Archive for November, 2012

Gotham Diary:
Sun
1 November 2012

Thursday, November 1st, 2012

We haven’t seen sunlight for quite a while. It was most welcome this morning.

I am alone in the apartment; Kathleen is at her office, where, she reports, things seem pretty normal. I’m afraid that things don’t seem normal at all to me, but that’s probably because I picked up Nate Silver’s The Signal and the Noise when I was done with the Times. “Human beings have an extraordinary capacity to ignore risks that threaten their livelihood, as though this will make them go away,” he writes, in the early pages of his account of the housing bubble/CDO catastrophe. Maybe what’s disturbing me is the sense   that Silver’s realism is the new normal, and it’s hard to live with.

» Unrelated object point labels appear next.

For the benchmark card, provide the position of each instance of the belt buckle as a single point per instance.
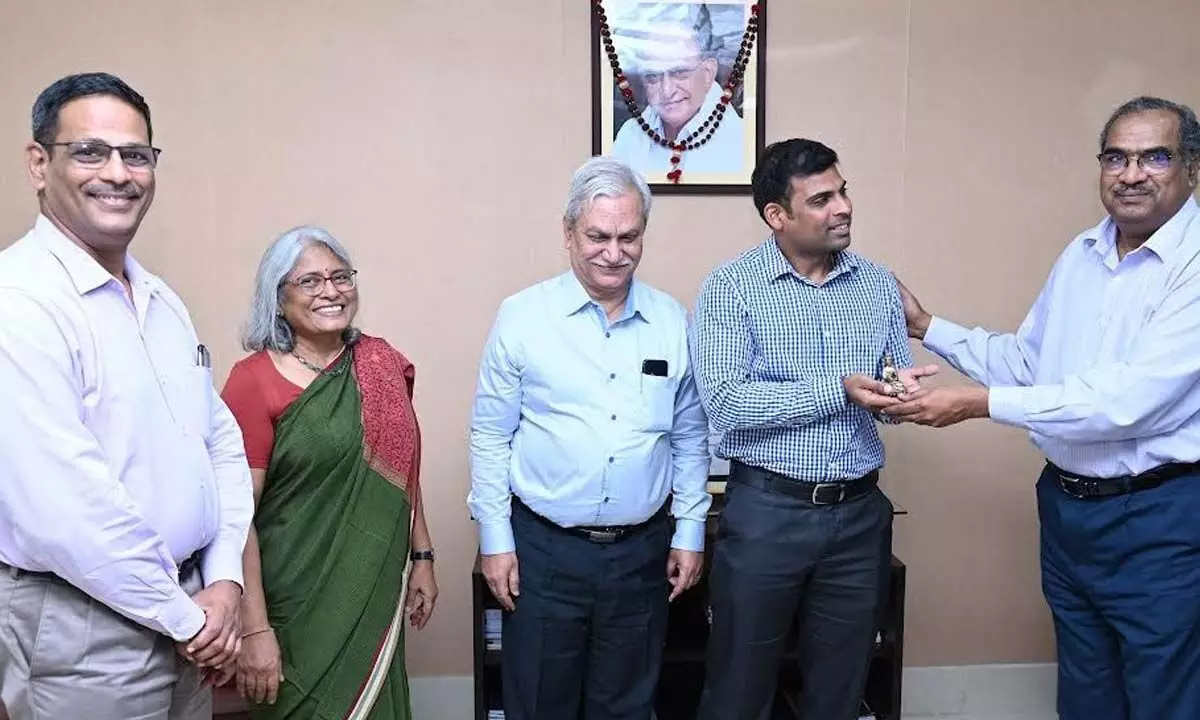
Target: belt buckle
(816, 492)
(1075, 487)
(603, 537)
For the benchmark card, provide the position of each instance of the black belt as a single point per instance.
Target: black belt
(1091, 489)
(816, 493)
(601, 534)
(190, 564)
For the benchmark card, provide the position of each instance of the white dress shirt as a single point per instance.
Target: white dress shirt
(567, 420)
(725, 153)
(1104, 372)
(119, 459)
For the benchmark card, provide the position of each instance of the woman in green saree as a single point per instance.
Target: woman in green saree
(334, 449)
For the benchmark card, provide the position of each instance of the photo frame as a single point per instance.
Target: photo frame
(693, 132)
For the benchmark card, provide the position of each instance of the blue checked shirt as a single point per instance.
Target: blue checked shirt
(771, 349)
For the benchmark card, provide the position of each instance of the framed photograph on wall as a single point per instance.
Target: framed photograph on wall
(677, 90)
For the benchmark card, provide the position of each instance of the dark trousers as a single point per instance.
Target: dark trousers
(589, 625)
(778, 557)
(1122, 579)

The other book that arrived yesterday — we had mail, and we had packages — is disturbing, too, if in a very different way. Moments of Being is a collection of Virginia Woolf’s unpublished “autobiographical” writings. Among many remarkable claims for her mother, Woolf wrote this: “She kept herself marvellously alive to all the changes that went on round her, as though she heard perpetually the ticking of a vast clock and could never forget that some day it would cease for all of us.”  

***

The sun didn’t last for long, and I remained alone in the apartment all day. Astor, the coon cat whom Megan has cherished for many years (fourteen or so), seems to be dying, and Megan and Ryan are reluctant to leave him alone in the cold apartment.

Whether from nerves or something more microbial, I passed an uncomfortable afternoon, deeply grateful that the plumbing was in good order, running-water-wise. Even though we got off lightly — perhaps for that very reason — I’m a bit of a wreck now that the storm is really and truly past. (I was not gladdened by reading, in Nate Silver’s book, that the probability of a 6.75 magnitude earthquake’s wreaking havoc on New York City is one in 12,000 years. I should much prefer a number with six figures.) Fossil Darling, who’s working from home, feels under the weather as well. “Our nerves are completely shot,” he said.

On my way to the elevator from collecting the mail, I passed two EMS workers guiding a gurney with an apparently unconscious older man aboard. Not at all surprising on this melancholy day.